„Auf einen Kassenplatz wartet man derzeit sechs bis zehn Monate“, erklärt AMS-NÖ-Geschäftsführer Sven Hergovich, „jeder Monat bedeutet individuelles Leid und ist ein Verlust für die Volkswirtschaft.“ Darum wird das AMS NÖ in einem österreichweit erstmaligen Pilotprojekt Psychotherapieplätze finanzieren.
Jedem Jobsuchenden mit diagnostizierter psychischer Erkrankung, der sich in einem von fünf Arbeitstrainingszentren in NÖ auf den beruflichen Wiedereinstieg vorbereitet, wird eine psychotherapeutische Begleitung angeboten – und zwar so lange, bis die Österreichische Gesundheitskasse (ÖGK) einen Platz hat, also die Finanzierung übernimmt. Hergovich erhofft sich davon einen weiteren Rückgang der Arbeitslosigkeit.
Karin Gutierrez-Lobos, Professorin für Psychiatrie und Psychotherapie an der Medizinischen Universität Wien, begrüßt die Initiative. „Arbeitslose weisen ein bis zu 3,5-fach höheres Risiko für psychische Erkrankungen auf als Erwerbstätige, das steigt mit der Dauer der Arbeitslosigkeit noch weiter an“, erklärt sie. Nicht oder unzureichend behandelte psychische Erkrankungen können ein wesentliches Hindernis beim Wiedereinstieg sein, so die Expertin. „Wenn wir wissen, dass die Plätze hier kontingentiert sind, ist klar, dass ein Projekt her muss, wo man schneller und unbürokratisch hilft.“ Laut Gutierrez-Lobos sind mittlerweile psychische Erkrankungen die Hauptgründe für eine Frühpension.

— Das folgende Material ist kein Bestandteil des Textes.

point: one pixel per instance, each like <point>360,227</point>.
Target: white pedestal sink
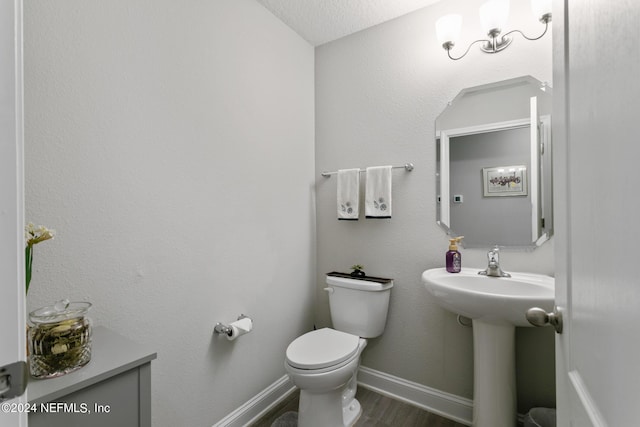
<point>496,306</point>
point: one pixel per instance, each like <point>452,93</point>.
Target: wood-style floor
<point>377,411</point>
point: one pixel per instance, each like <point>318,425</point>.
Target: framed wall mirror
<point>493,165</point>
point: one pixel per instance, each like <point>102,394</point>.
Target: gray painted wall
<point>378,93</point>
<point>489,219</point>
<point>171,145</point>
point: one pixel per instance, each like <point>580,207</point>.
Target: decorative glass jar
<point>59,339</point>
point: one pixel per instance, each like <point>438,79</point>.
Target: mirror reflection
<point>493,154</point>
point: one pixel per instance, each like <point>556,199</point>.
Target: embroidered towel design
<point>377,202</point>
<point>348,194</point>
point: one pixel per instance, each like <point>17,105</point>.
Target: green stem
<point>28,257</point>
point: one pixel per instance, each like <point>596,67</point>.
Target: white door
<point>12,298</point>
<point>597,176</point>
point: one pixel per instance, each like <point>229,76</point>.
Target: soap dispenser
<point>454,258</point>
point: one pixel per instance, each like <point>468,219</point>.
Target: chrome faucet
<point>493,269</point>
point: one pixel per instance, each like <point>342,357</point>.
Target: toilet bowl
<point>324,363</point>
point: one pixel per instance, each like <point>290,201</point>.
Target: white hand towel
<point>348,194</point>
<point>377,203</point>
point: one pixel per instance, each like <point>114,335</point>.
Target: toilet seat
<point>322,348</point>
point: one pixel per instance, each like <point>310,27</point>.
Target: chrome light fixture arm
<point>449,45</point>
<point>546,28</point>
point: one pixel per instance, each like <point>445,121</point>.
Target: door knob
<point>538,317</point>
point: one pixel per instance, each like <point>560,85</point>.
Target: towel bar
<point>407,166</point>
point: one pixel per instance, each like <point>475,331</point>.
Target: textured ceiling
<point>321,21</point>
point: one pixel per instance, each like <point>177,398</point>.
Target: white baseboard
<point>448,405</point>
<point>435,401</point>
<point>259,405</point>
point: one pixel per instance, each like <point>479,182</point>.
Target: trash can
<point>540,417</point>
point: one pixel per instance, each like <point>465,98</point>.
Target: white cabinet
<point>114,389</point>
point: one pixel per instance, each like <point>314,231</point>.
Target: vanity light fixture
<point>493,16</point>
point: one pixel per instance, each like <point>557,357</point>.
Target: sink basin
<point>491,299</point>
<point>496,305</point>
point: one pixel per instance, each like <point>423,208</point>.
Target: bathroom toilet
<point>324,363</point>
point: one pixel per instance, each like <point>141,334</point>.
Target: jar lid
<point>61,310</point>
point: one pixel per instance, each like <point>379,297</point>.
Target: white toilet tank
<point>358,307</point>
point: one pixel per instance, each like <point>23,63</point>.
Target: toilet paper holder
<point>225,329</point>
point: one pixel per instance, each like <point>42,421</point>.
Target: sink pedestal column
<point>494,375</point>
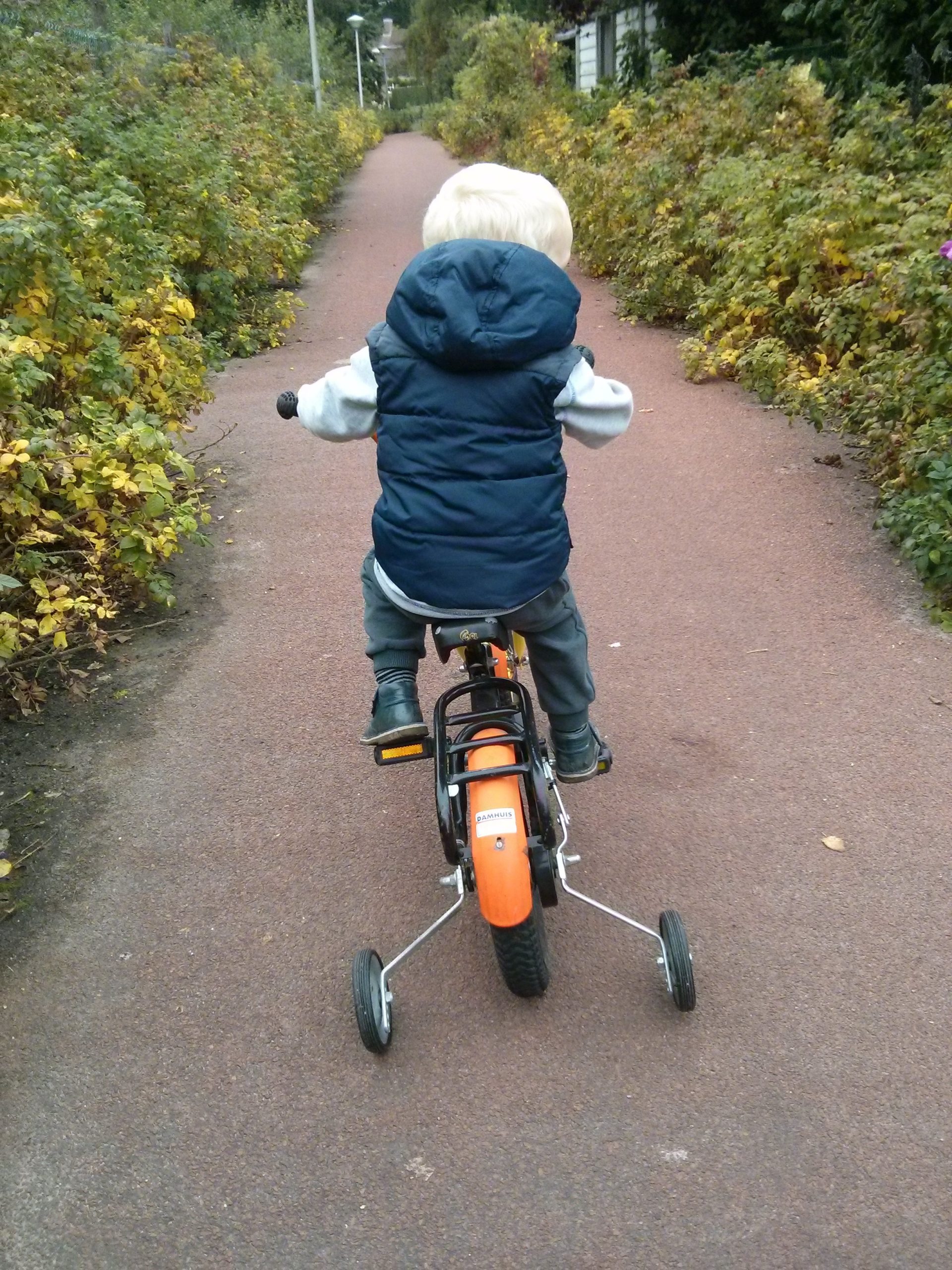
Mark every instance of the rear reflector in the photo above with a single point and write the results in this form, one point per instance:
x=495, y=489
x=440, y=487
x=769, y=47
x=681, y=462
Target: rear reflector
x=422, y=749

Das AMS-Pilotprojekt ist auf ein Jahr ausgerichtet, kostet 150.000 Euro und wird um weitere 25.000 Euro im Frühjahr 2023 evaluiert. „Die Intervention kostet am Beginn viel, aber eine Nicht-Intervention kostet noch mehr“, betont AMS-NÖ-Chef Hergovich. Zeigt die Evaluierung, dass sich die Therapie nicht positiv auf die Rückkehr in den Arbeitsmarkt auswirkt, würde man „maximal auf den Status quo zurückgeworfen“.
Für den AMS-Kunden Herrn S., seit November im Arbeitstrainingszentrum in Schiltern, ist die Psychotherapie in jedem Fall essenziell. „Sie gibt mir Hoffnung. Ich will einfach wieder ein normaler Mensch sein und meine Zwangsstörungen wegbekommen“, erzählt der 33-Jährige.